Una bombola di gas è esplosa su un barcone carico di migranti diretto a Lampedusa. Ci sono due bambini morti e un rifugiato gravemente ustionato che saranno trasferiti al pronto soccorso dell’isola. Lo confermano fonti dell’Autorità Portuale. Sulla barca con 37 persone a bordo ci sono altri due bambini ustionati e cinque donne ferite.
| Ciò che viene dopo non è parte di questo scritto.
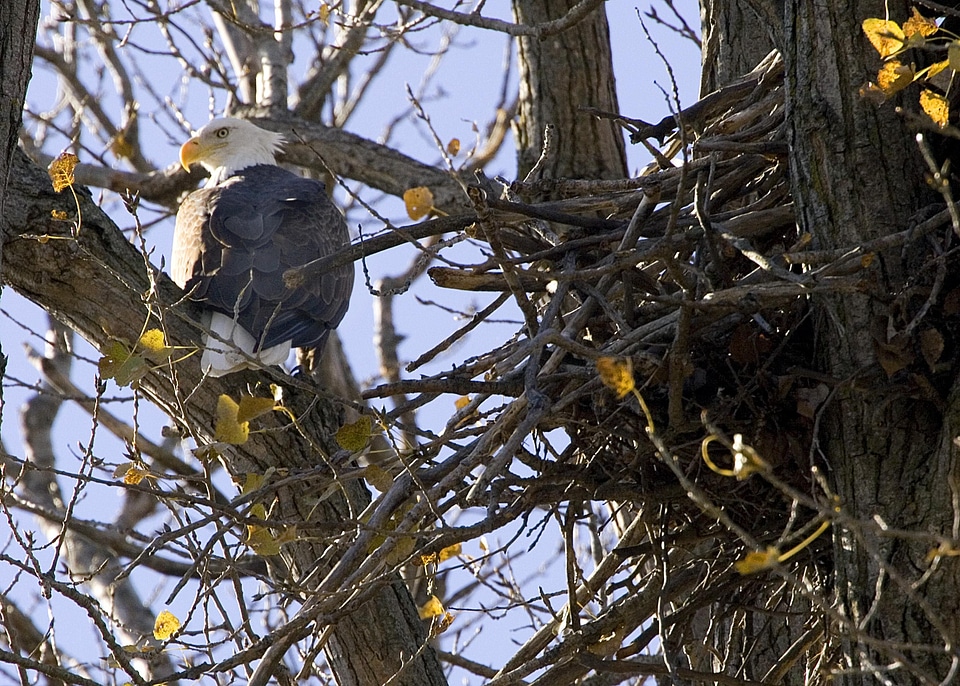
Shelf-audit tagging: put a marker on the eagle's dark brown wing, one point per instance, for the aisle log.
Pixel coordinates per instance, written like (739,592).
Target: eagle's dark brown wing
(234,241)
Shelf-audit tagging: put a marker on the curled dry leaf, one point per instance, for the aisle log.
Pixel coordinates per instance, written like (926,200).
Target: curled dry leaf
(61,170)
(165,626)
(418,201)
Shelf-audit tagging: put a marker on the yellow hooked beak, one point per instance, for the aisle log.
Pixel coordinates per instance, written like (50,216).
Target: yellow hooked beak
(190,152)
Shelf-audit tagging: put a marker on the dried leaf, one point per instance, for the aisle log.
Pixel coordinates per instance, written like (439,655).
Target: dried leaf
(252,482)
(166,625)
(450,551)
(758,560)
(616,373)
(120,365)
(261,541)
(935,69)
(442,625)
(355,437)
(135,475)
(609,644)
(61,170)
(936,106)
(228,428)
(885,36)
(418,201)
(153,344)
(894,76)
(442,556)
(919,26)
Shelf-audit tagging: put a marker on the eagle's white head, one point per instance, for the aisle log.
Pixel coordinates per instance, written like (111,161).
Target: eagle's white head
(226,145)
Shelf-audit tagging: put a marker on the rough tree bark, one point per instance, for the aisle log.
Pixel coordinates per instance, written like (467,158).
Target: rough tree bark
(857,175)
(18,31)
(559,75)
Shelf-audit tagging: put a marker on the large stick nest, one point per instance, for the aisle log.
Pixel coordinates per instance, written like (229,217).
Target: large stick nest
(694,272)
(669,270)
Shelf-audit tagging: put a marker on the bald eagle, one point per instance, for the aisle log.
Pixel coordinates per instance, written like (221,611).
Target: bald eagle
(236,236)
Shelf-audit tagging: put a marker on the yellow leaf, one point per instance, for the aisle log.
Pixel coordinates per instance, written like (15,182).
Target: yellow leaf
(61,170)
(894,76)
(616,373)
(437,558)
(936,106)
(165,626)
(953,55)
(432,608)
(378,478)
(120,365)
(442,625)
(355,436)
(935,69)
(418,201)
(153,344)
(262,541)
(228,428)
(758,560)
(134,475)
(884,35)
(252,407)
(919,25)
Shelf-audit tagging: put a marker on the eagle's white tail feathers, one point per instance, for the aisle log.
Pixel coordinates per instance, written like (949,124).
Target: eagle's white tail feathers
(219,358)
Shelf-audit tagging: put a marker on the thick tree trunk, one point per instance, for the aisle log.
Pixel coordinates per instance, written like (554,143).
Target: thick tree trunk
(887,448)
(857,176)
(559,75)
(18,31)
(736,35)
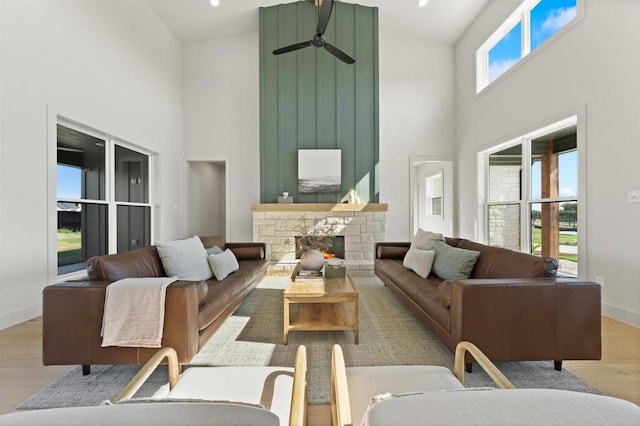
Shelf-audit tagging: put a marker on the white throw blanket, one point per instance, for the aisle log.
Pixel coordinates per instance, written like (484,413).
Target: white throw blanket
(134,312)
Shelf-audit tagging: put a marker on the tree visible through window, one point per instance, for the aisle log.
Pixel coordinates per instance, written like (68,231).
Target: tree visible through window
(548,164)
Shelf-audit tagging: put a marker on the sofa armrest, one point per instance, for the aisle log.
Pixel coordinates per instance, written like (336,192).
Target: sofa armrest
(391,250)
(247,251)
(528,318)
(72,321)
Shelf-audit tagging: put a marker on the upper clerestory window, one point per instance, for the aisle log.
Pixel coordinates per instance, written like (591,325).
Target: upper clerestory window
(529,26)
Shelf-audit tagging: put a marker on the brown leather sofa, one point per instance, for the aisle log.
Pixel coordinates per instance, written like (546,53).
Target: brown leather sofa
(73,310)
(512,307)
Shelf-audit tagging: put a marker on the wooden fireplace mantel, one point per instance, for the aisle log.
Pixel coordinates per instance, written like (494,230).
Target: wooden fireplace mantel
(319,207)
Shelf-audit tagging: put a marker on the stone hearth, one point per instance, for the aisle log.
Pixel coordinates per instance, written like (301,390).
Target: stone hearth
(360,224)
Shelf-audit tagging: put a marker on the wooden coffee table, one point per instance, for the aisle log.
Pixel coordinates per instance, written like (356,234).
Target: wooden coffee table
(329,305)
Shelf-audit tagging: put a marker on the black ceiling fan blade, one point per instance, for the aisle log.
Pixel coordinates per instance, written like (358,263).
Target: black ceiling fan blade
(323,16)
(292,47)
(339,54)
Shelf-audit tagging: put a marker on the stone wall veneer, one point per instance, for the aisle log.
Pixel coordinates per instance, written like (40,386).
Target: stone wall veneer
(361,225)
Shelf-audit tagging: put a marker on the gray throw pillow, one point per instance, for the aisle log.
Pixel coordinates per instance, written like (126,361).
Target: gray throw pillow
(452,263)
(223,264)
(214,250)
(184,259)
(419,261)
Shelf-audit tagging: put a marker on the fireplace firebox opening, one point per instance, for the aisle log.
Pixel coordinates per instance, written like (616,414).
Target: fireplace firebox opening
(336,250)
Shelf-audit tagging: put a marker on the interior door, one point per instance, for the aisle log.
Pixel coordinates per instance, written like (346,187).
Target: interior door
(431,195)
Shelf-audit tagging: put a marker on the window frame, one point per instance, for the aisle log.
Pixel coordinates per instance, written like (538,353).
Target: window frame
(110,183)
(526,199)
(521,14)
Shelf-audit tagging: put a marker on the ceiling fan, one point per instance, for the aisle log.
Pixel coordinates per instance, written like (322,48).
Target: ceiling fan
(324,13)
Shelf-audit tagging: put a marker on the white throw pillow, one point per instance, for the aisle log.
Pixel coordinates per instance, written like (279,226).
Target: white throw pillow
(184,259)
(419,261)
(424,240)
(223,264)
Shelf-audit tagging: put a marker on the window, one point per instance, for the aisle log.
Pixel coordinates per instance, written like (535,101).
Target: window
(102,201)
(532,195)
(528,27)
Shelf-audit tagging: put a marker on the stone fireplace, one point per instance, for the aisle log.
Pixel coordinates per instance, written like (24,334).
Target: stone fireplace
(360,225)
(336,250)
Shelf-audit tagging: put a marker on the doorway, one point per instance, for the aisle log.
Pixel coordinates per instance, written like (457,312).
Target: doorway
(207,198)
(431,200)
La Procura di Agrigento ha aperto un’inchiesta per favoreggiamento dell’immigrazione clandestina e morte per altro reato. In qualità di Salvatore Vella coordina le indagini condotte dalla Guardia Costiera. Il capo della Procura coordina il comando generale della Capitaneria, della Guardia Costiera di Lampedusa e della Squadra Mobile che è presente sull’isola 365 giorni all’anno. “Ci sono due bambini piccolissimi che sono morti e diversi sono rimasti feriti – conferma, ad interim, il procuratore capo, Salvatore Vella -. I migranti sono stati trasferiti alle unità di soccorso e la piccola imbarcazione è stata lasciata alla deriva ancora galleggiante». Nessuno è sicuro di cosa sia successo su quel carro del mare.

Le ipotesi sono due: l’esplosione del motore che avrebbe colpito i due bambini – di uno e due anni – che si trovavano nelle vicinanze e che sono morti carbonizzati, oppure l’esplosione dei serbatoi di carburante provocata da una scintilla del motore, che i profughi erano cercando di riaccendersi, bloccato durante la navigazione. Diversi i feriti: la più grave, la madre di una delle giovani vittime, era una donna di 25 anni, incinta, intubata e trasportata con l’elisoccorso al Civico di Palermo. Anche altri rifugiati seduti a poppa della barca sono stati bruciati. Secondo le testimonianze dei migranti, la madre dell’altro bambino deceduto sarebbe stata dispersa in mare. I corpi dei bambini sono già sbarcati al Molo Favarolo.